If you follow the #smsports feed on Twitter, you may have caught the discussions about Tim Tebow’s move from the Denver Broncos to the NY Jets during the NFL trades. You may also have caught some buzz about a particular tweet that appeared on the @Redskins feed today. The tweet that started the discussions began with a comment about Tebow’s move:
Was that the view of the team? Everyone who works for the Redskins agreed that it was an awkward fit? Collective opinion? Most of us could see that it was not the Redskins organization that held that opinion, but the person in charge of the Twitter account, Gary Fitzgerald. So when @dcsportsblog called him out on the comment, the Redskins feed posted:
And that was exactly the point. Just an opinion. On a corporate, team or business Twitter account, personal opinions of the tweeter have no place in the feed. This echoes the GM scandal awhile back when an employee made a nasty comment about the driving capabilities of his fellow citizens, a tweet which appeared to be from GM itself. Major hiccup which led to the firing of the employee who tweeted the statement.
Those of us who were chatting about the Redskins comments agreed that the team had not only misstepped by tweeting a personal opinion as representation of the view of the organization, but also really missed an opportunity to bring their 93k fans into the conversation. Instead of letting Gary tweet his personal opinions (which weren’t even positive), why not stimulate conversation with a simple question, “What do you think about Tim Tebow’s move to the Jets?” Redskins fans react, discuss and grow affinity for their own team and the Redskins positively impact engagement. Win.
It was clear that Gary picked up our tweets, as we all made sure to include the @Redskins handle in most of our conversations. A few hours later, this comment appeared:
Again, a misguided employee tweets something inappropriate for the brand. The Redskins need to yank that computer away from Gary Fitzgerald and let him understand that he needs to stop injecting Redskins communication with his own personality. The above tweets were not edgy, informative nor entertaining. The Redskins allowed the person in charge of Twitter to share his personal opinions as though they were the opinions of the team and everyone within the Redskins organization.
What is clear, then is that the Redskins have lost their grip on their brand’s core values. They do not have a clear brand message and certainly, they have no social media guidelines for employees to follow.

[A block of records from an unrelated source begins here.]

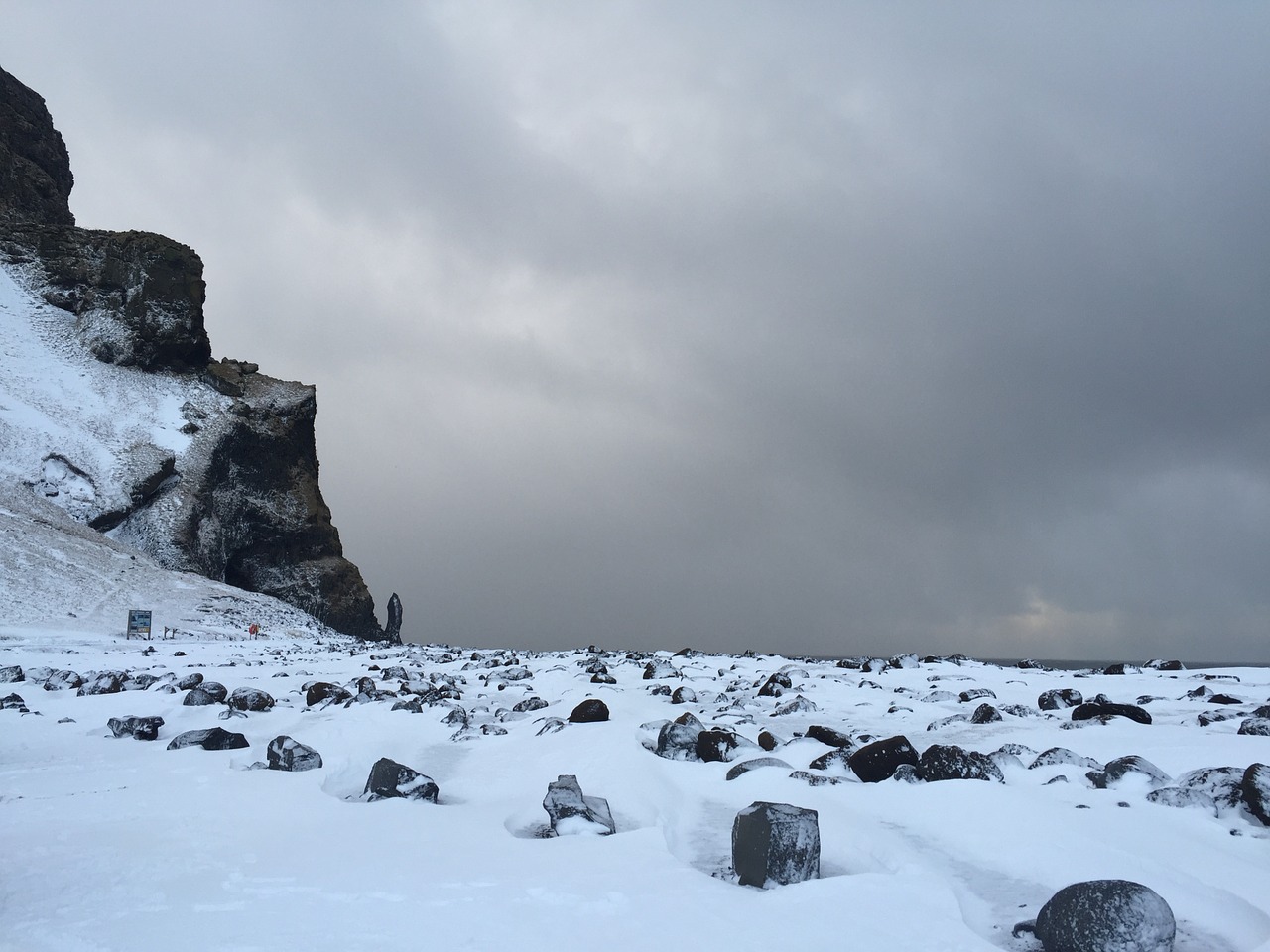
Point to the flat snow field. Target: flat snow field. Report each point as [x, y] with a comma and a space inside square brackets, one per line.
[122, 844]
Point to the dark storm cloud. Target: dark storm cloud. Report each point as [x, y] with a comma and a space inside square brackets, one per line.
[822, 327]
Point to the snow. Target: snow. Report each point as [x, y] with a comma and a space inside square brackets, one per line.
[117, 843]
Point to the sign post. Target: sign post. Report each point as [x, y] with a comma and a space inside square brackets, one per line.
[139, 624]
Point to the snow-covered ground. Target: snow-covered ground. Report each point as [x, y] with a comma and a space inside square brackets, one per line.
[123, 844]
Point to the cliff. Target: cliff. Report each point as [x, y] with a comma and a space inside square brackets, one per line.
[204, 466]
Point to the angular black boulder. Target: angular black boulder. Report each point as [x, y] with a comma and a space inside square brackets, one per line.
[1106, 915]
[775, 844]
[139, 728]
[572, 812]
[393, 779]
[208, 739]
[287, 754]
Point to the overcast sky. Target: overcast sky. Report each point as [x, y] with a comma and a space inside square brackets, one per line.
[822, 327]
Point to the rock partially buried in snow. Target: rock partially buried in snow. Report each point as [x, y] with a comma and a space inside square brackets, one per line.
[1106, 915]
[589, 711]
[208, 739]
[287, 754]
[393, 779]
[572, 812]
[775, 844]
[139, 728]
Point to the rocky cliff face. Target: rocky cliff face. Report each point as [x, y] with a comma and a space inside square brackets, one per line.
[238, 500]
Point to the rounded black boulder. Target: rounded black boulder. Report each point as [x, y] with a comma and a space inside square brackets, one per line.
[589, 711]
[876, 762]
[1105, 708]
[1060, 698]
[1106, 915]
[393, 779]
[208, 739]
[948, 762]
[250, 699]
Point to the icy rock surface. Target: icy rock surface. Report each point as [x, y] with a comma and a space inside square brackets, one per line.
[775, 844]
[1106, 915]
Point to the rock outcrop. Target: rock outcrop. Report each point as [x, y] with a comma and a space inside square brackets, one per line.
[241, 503]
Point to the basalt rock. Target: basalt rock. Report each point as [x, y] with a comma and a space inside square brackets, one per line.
[241, 503]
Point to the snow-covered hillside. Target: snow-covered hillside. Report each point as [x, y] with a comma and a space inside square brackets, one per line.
[116, 843]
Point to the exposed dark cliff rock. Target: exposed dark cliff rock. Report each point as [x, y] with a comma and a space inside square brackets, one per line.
[241, 502]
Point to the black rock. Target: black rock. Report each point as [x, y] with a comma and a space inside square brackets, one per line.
[1060, 698]
[775, 844]
[1255, 726]
[208, 739]
[974, 694]
[828, 735]
[756, 763]
[250, 699]
[393, 779]
[287, 754]
[985, 714]
[1106, 915]
[139, 728]
[717, 744]
[1123, 767]
[325, 693]
[572, 812]
[1105, 708]
[589, 711]
[104, 683]
[879, 761]
[190, 680]
[776, 685]
[1255, 789]
[948, 762]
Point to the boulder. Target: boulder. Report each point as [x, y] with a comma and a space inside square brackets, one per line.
[1058, 698]
[879, 761]
[1106, 708]
[948, 762]
[1106, 915]
[325, 693]
[103, 683]
[250, 699]
[753, 765]
[287, 754]
[572, 812]
[1255, 789]
[1128, 769]
[1255, 726]
[775, 844]
[589, 711]
[139, 728]
[208, 739]
[393, 779]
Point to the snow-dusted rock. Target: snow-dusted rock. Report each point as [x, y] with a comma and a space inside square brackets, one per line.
[139, 728]
[393, 779]
[208, 739]
[287, 754]
[589, 711]
[1106, 915]
[775, 844]
[572, 812]
[876, 762]
[948, 762]
[250, 699]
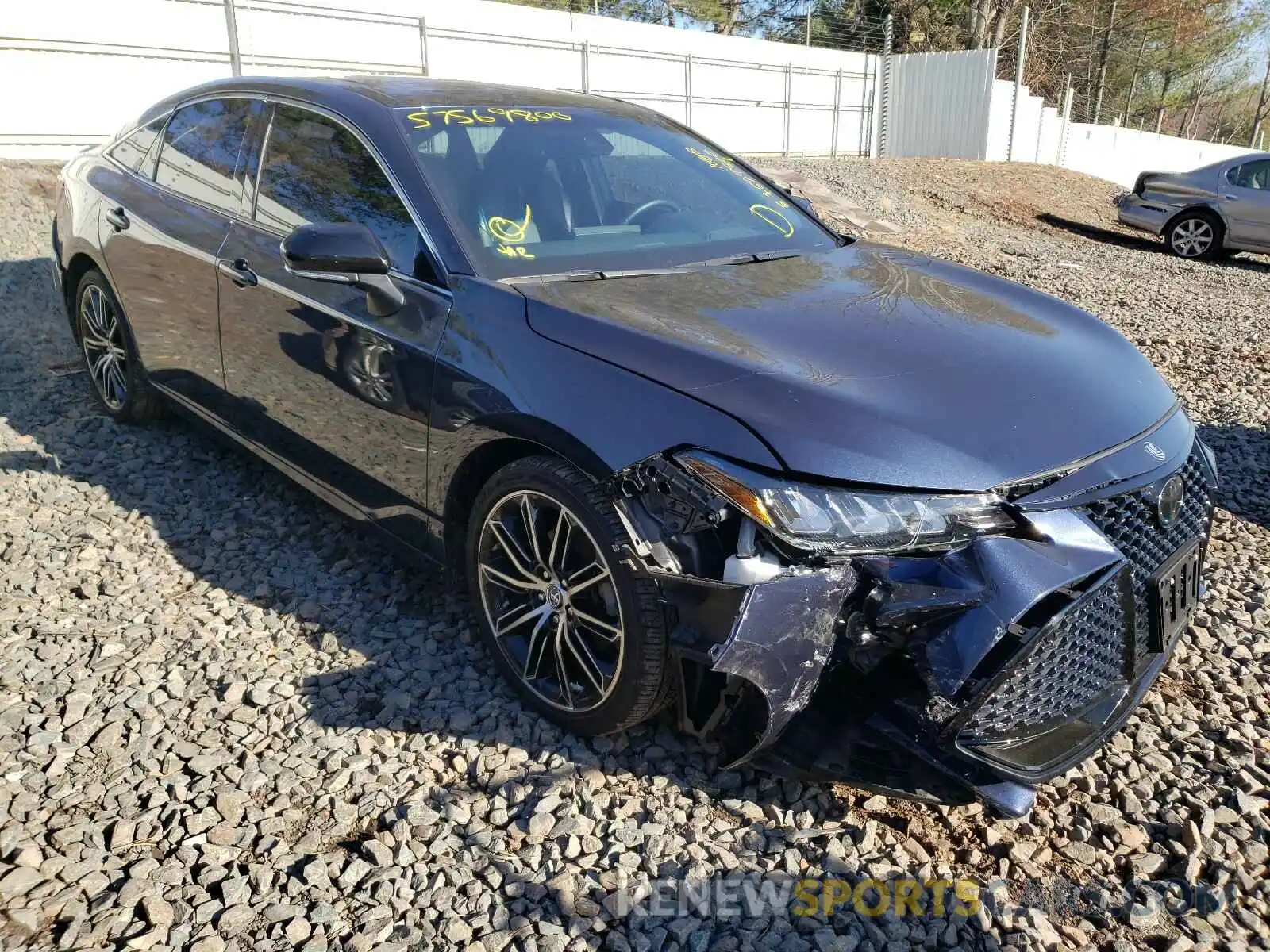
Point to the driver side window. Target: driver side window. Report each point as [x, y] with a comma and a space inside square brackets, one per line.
[1255, 175]
[315, 171]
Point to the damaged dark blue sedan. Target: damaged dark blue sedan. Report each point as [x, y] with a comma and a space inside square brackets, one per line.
[855, 513]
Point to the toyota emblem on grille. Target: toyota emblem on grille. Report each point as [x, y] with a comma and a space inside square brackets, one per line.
[1168, 505]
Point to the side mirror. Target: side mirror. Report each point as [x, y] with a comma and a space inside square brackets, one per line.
[344, 253]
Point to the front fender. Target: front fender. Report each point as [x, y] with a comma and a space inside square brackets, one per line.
[495, 378]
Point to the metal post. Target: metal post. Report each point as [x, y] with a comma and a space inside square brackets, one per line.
[789, 86]
[864, 141]
[232, 31]
[1019, 84]
[1068, 97]
[687, 89]
[869, 126]
[423, 44]
[884, 109]
[837, 98]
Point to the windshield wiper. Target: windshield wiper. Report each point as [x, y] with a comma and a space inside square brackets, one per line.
[588, 274]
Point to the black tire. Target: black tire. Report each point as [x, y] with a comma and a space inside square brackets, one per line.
[641, 674]
[121, 389]
[1184, 235]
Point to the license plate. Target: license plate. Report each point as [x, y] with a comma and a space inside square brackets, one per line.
[1175, 594]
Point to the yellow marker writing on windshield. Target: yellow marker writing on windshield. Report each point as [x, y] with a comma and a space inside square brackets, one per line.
[514, 251]
[772, 217]
[511, 232]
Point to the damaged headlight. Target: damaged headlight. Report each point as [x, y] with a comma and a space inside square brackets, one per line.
[848, 520]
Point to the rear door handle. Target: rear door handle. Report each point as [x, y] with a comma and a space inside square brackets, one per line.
[239, 272]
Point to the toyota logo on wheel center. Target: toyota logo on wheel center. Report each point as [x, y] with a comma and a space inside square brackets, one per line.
[556, 597]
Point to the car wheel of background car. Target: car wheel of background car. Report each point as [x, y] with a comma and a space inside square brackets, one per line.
[110, 355]
[579, 636]
[1197, 235]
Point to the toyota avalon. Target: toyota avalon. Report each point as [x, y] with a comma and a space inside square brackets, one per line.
[850, 512]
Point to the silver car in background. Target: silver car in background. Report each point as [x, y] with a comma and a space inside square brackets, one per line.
[1222, 207]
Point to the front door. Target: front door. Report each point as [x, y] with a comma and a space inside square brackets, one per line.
[314, 378]
[162, 228]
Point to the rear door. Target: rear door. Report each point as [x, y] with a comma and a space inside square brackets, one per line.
[163, 225]
[317, 380]
[1246, 202]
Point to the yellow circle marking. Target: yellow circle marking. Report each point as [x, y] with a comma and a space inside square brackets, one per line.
[512, 232]
[772, 217]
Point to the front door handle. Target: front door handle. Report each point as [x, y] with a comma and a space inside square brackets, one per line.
[239, 272]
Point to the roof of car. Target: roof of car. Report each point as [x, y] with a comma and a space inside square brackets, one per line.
[397, 92]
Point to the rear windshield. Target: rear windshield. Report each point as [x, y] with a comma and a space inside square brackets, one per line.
[546, 190]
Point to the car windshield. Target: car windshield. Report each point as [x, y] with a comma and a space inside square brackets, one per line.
[552, 190]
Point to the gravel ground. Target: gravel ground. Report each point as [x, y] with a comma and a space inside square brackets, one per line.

It looks like Gary runs redskins.com, which also makes me question who they’ve assigned to communicate their brand messaging. Is the webmaster the right person to manage the Twitter feed? What value does the Redskins organization place on social media if they just toss the duties to the web department? Why not hire a branding, marketing or communications professional?
More important than the lack of internal organization and training, the Redskins simply don’t understand that Twitter provides more than a forum for information and entertainment. They could have used the Tebow news to their advantage to spark dialogue with fans, and shed some positive light on their brand. Sure, they would have been talking about Tim Tebow and the Jets and possibly even Denver and Manning, but they would have engaged their fans on the topic of football during a crucial time in the off-season. There were so many opportunities missed here, mistakes made, and that’s why their comments came into focus – for all the wrong reasons.
My course of action for the Redskins?
1. Do an organization-wide branding exercise so all employees are aware of the brand’s identity and messge
2. With all employees, players and coaches, provide social media education and training
3. Consult with the marketing and communications staff to integrate social media throughout their marketing and business plans.
4. Reassign the Twitter responsibilities to someone who understands that they speak for the brand, and that every letter they type needs to be in-line with brand messaging. “Just an opinion” is never something we should see from a brand like the Redskins.